Si Singamangaraja XII
Si Singamangaraja XII (1849 - 17 juni 1907) was van 1875 tot zijn dood in 1907 de laatste "koning" van de Batak, een volk op het Indonesische eiland Sumatra. Hij sneuvelde bij zijn strijd tegen de Nederlandse kolonisatoren. Tegenwoordig wordt hij in Indonesië vereerd als "Held van de vrijheidsstrijd". De titel Singamangaraja betekent: "De grote Leeuwenkoning"; de eigenlijke naam van deze leider was: Ompu ("Heer") Pulo Batu.[1]
Status
[bewerken | brontekst bewerken]Si Singamangaraja was een telg uit een Batakse priesterfamilie en de twaalfde en laatste Singamangaraja (hogepriester/spiritueel leider). Hij wordt ook wel aangeduid als "priester/koning" of "priester/vorst".[2]

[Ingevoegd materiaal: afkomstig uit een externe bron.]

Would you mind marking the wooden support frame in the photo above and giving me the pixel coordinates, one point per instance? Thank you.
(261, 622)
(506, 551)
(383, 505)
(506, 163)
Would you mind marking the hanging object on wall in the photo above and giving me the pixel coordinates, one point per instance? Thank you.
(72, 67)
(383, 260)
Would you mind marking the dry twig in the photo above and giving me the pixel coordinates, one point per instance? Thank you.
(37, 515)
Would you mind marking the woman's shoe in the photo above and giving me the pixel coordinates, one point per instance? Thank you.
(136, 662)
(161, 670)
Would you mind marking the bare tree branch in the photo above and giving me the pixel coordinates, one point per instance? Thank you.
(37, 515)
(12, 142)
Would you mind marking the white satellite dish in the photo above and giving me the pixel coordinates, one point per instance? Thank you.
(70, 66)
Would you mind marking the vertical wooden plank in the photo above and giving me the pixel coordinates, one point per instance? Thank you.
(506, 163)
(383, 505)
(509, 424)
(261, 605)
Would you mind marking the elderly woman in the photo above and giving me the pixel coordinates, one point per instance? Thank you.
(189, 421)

Si Singamangaraja XII was geen "koning" in de zuivere betekenis van het woord. De Bataks vormden ook niet één volk in de huidige zin; veeleer waren zij een groep van 140 verwante maar autonome stammen,[3] die in het toen voor buitenstaanders nog weinig toegankelijke binnenland van Noord-Sumatra gevestigd waren. Als leidende geestelijke (en rechter) had Singamangaraja echter ook wereldlijke invloed, vergelijkbaar met die van een koning. Die invloed werd bevestigd door twee factoren: het conflict tussen de Bataks en de opdringende kolonisatoren, alsook de sterk islamitische overtuiging van Sisingamangaraja en zijn volgelingen, waarmee hij lijnrecht tegenover de Nederlandse kolonisatie en de westerse zending (vooral die van het in zijn gebied actieve Rijnlands Zendingsgenootschap) stond.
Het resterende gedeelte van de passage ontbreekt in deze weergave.